I'm really at my wits end, the health visitor, school nurse, teacher and GP don't seem to be able to help so I am open to any help - diabetes related or not!!!!

Thanks for listening!


----------



## Hanmillmum (Mar 2, 2012)

Hi,

Sorry to read of the problems you are having plus the lack of support from professionals! At 6 yrs it would be difficult for her to articulate what was causing her to be angry.

Do you know if there is a psychologist attached to the diabetes team which you can access ? Are there any patterns to this behaviour ? time of day ? around food or injection/testing ? Might help to keep a diary of her outbursts to see if you can identify a trigger. 

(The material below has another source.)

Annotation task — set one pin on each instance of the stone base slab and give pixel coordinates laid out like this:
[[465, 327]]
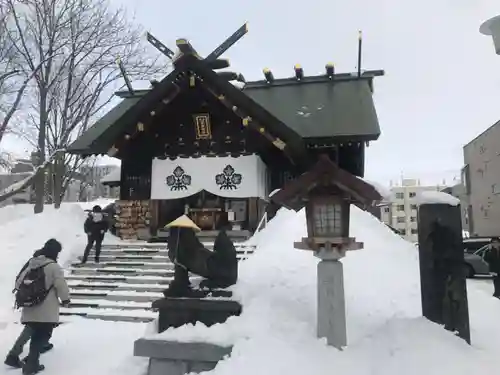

How do you deal with her and how is her anger manifested ? Does she lash out physically ?

It might not be diabetes related in terms of her feeling grotty because of her BGs - like you said, but she could be angry with the whole regime of it and seeing from school that her peers are not having to deal with testing and injections - that things are different for her.

All I can suggest is just keep giving her all your love and support, but be fiirm and keep those boundaries like you would any other child.

Hope things settle soon


----------



## Steff (Mar 2, 2012)

Hi catbalu and a warm welcome to the forum, sorry to hear of what is  happening with your daughter, with kids of that age sometimes anger is the only way they can get there feelings across, however unpleasent it is for those around,poor little mite has alot to contend with so as well as being like any other 6 year old the addage of diabetes lays heavy on her mind im sure as well as your and your husbands mind.I just know that you will get some great support from the fellow parents in here so stick around it will help


----------



## Copepod (Mar 3, 2012)

Welcome Catbalu.

As others have said, I'd have thought that it's a combination of factors - realising that her peers at school don't have to deal with injections, finger pricks and carbohydrate counting, perhaps also realising that situation is for life, plus inability to express feelings in words, so that leaves actions. 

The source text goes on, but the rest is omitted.